The second other common way in which IPF would present would be a chronic cough. If you have a cough that goes on and on and on for days together, not two weeks, but you're talking about months, that's something that one should, shouldn't ignore as well.

It typically tends to be a dry, 24/7 irritant kind of a cough, as opposed to other diseases, where you have phlegm and you're trying to bring out the phlegm and therefore you're coughing.

This is just an irritant cough that's very often there almost throughout the day. And that's again, obviously something that shouldn't be ignored.

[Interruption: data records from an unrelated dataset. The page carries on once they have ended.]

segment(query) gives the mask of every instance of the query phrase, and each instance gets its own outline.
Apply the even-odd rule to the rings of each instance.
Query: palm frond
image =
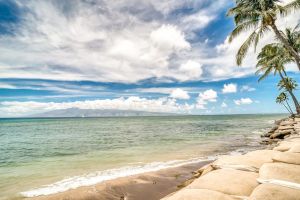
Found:
[[[231,32],[231,34],[229,36],[229,42],[232,42],[232,40],[234,38],[236,38],[242,32],[256,28],[258,26],[258,24],[259,24],[258,20],[252,20],[252,21],[246,21],[240,25],[237,25],[236,28]]]
[[[257,37],[257,33],[253,31],[248,39],[242,44],[240,49],[238,50],[238,53],[236,55],[236,63],[240,66],[242,64],[243,59],[245,58],[250,46],[253,44]]]

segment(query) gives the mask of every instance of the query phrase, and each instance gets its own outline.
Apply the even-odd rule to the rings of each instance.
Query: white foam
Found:
[[[21,192],[24,197],[36,197],[41,195],[50,195],[59,192],[64,192],[70,189],[75,189],[82,186],[90,186],[101,183],[107,180],[116,178],[137,175],[145,172],[153,172],[161,169],[179,167],[185,164],[193,164],[201,161],[213,160],[216,157],[210,156],[207,159],[196,158],[190,160],[173,160],[168,162],[154,162],[145,165],[122,167],[119,169],[110,169],[105,171],[98,171],[94,173],[85,174],[82,176],[74,176],[67,178],[56,183],[42,186],[41,188],[33,189],[30,191]]]

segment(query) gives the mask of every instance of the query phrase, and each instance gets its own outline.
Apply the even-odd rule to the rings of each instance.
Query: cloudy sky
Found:
[[[277,77],[243,66],[230,0],[0,0],[0,117],[71,107],[278,113]],[[300,12],[277,25],[295,26]],[[259,46],[274,41],[269,33]],[[259,50],[259,48],[258,48]],[[295,66],[289,75],[299,80]],[[299,92],[297,92],[299,95]]]

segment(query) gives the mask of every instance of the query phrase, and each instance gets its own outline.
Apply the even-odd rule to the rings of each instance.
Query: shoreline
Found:
[[[161,200],[299,200],[300,116],[275,121],[265,150],[222,156]]]
[[[156,200],[178,191],[182,183],[193,178],[195,171],[211,162],[213,160],[185,164],[179,167],[108,180],[91,186],[82,186],[65,192],[36,197],[23,197],[22,199]]]
[[[290,130],[289,134],[286,130]],[[300,180],[300,173],[293,174],[292,178],[289,175],[288,178],[290,178],[292,180],[291,181],[290,179],[284,178],[281,180],[280,178],[282,178],[282,176],[280,174],[276,174],[275,178],[270,179],[270,177],[272,178],[272,176],[270,176],[270,172],[261,172],[261,170],[268,167],[270,168],[270,166],[274,167],[272,165],[275,165],[276,168],[278,167],[278,163],[279,165],[283,165],[287,168],[290,167],[289,165],[292,163],[292,167],[295,168],[296,165],[294,166],[294,162],[300,162],[300,151],[299,153],[298,150],[297,153],[288,153],[286,151],[289,150],[289,148],[287,148],[287,143],[290,145],[293,144],[294,146],[298,145],[299,148],[299,130],[300,118],[297,118],[295,121],[294,119],[287,118],[275,121],[275,126],[268,132],[268,134],[264,133],[262,135],[262,137],[271,137],[271,135],[273,135],[271,137],[272,140],[268,140],[268,143],[264,142],[266,139],[262,138],[261,143],[264,144],[262,145],[262,147],[264,147],[263,149],[257,148],[257,150],[251,150],[242,155],[229,153],[218,156],[216,160],[190,163],[177,167],[130,175],[104,181],[91,186],[70,189],[65,192],[22,199],[297,200],[297,196],[300,194],[300,184],[296,182],[296,187],[299,187],[298,190],[293,190],[286,185],[282,186],[282,184],[295,185],[293,180]],[[275,135],[278,135],[280,139],[274,138]],[[280,157],[280,154],[292,154],[294,157],[286,163],[286,158],[284,158],[284,156],[282,157],[282,155]],[[280,170],[278,171],[276,168],[275,172],[278,173]],[[267,175],[262,176],[261,173],[266,173]],[[270,182],[274,180],[275,182],[279,181],[281,185],[275,184],[274,186],[274,183],[270,184]],[[263,189],[261,189],[261,187]],[[289,197],[285,199],[285,196],[288,195],[286,194],[287,192],[291,194],[289,194]],[[263,195],[261,193],[263,193]],[[265,193],[268,193],[269,196]],[[252,198],[253,195],[254,198]],[[282,196],[284,198],[282,198]]]

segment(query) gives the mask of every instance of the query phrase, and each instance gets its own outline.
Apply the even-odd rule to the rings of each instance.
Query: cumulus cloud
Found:
[[[234,83],[224,84],[222,92],[224,94],[226,94],[226,93],[236,93],[237,92],[237,84],[234,84]]]
[[[162,25],[150,34],[150,39],[161,49],[166,51],[176,51],[189,49],[191,46],[185,40],[184,33],[174,25]]]
[[[0,36],[0,78],[214,81],[255,70],[252,50],[243,66],[234,60],[249,33],[214,46],[199,39],[199,31],[232,6],[227,0],[12,2],[20,20],[9,26],[13,34]],[[298,12],[277,23],[283,30],[299,19]],[[273,40],[270,32],[257,50]]]
[[[202,75],[202,65],[196,61],[188,60],[180,65],[174,77],[180,81],[197,80]]]
[[[241,99],[233,100],[233,101],[238,106],[239,105],[247,105],[247,104],[252,104],[253,103],[252,99],[250,99],[250,98],[241,98]]]
[[[0,37],[0,78],[131,83],[200,79],[184,24],[207,26],[226,1],[14,2],[21,20]],[[188,7],[194,11],[174,18]]]
[[[74,101],[62,103],[36,101],[5,101],[0,103],[0,112],[2,113],[1,117],[26,116],[30,114],[68,108],[118,109],[148,112],[185,113],[189,112],[193,108],[193,105],[178,104],[173,98],[147,99],[136,96],[128,98]]]
[[[198,109],[205,109],[205,105],[207,104],[207,102],[216,102],[217,98],[217,92],[212,89],[200,92],[197,98],[196,107]]]
[[[250,87],[249,85],[243,85],[241,87],[241,92],[253,92],[255,90],[256,90],[255,88]]]
[[[170,97],[174,99],[189,99],[190,95],[187,93],[187,91],[177,88],[171,92]]]

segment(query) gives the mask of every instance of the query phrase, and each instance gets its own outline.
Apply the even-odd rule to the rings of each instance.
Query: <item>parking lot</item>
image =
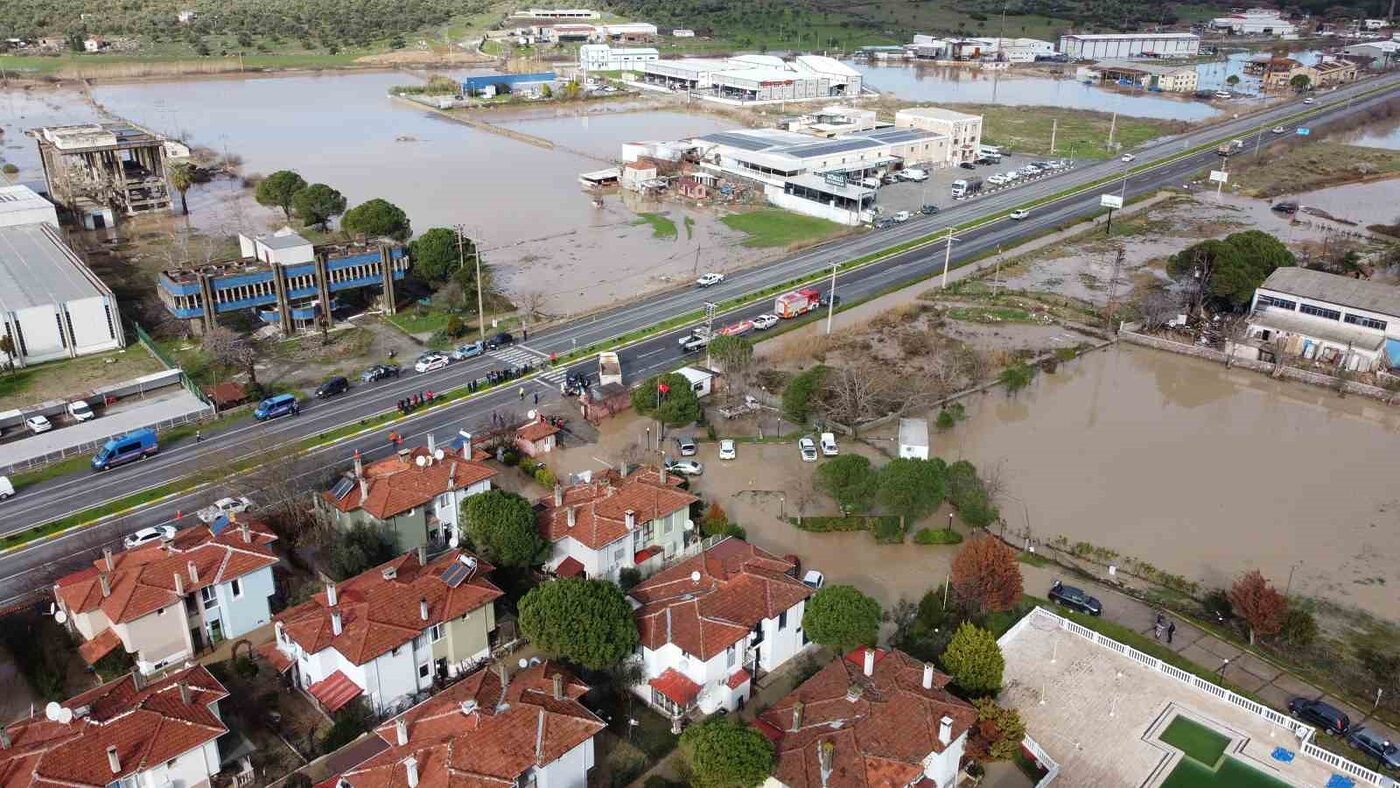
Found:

These are the two commonest ways in which it presents -- a chronic cough or shortness of breath.

For a pulmonologist, it's really very low hanging fruit. You put a stethoscope to the chest and 9 out of 10 times will know that the person has an interstitial lung disease, if they do.

So, the sensitivity of a pulmonologist picking it up tends to be very high because it's very easy to pick up. It's not a complicated diagnosis clinically, even before you do any tests.

We have this air quality problem in India. Would that be a cause too?

If it were that straightforward, you could just compare a country with supremely good air pollution with India, and you would see the prevalence of IPF to be much higher in India, than that country. There would have been a clear signal.

But we've not got that clear signal. India does not seem to have more IPF than the rest of the world, for example.

If we someday figure out what's causing it, it's likely to be some sort of a rare combination of exposures.

It's unlikely to be something very obvious, is my guess, as opposed to something like COPD, for example, which is fairly common.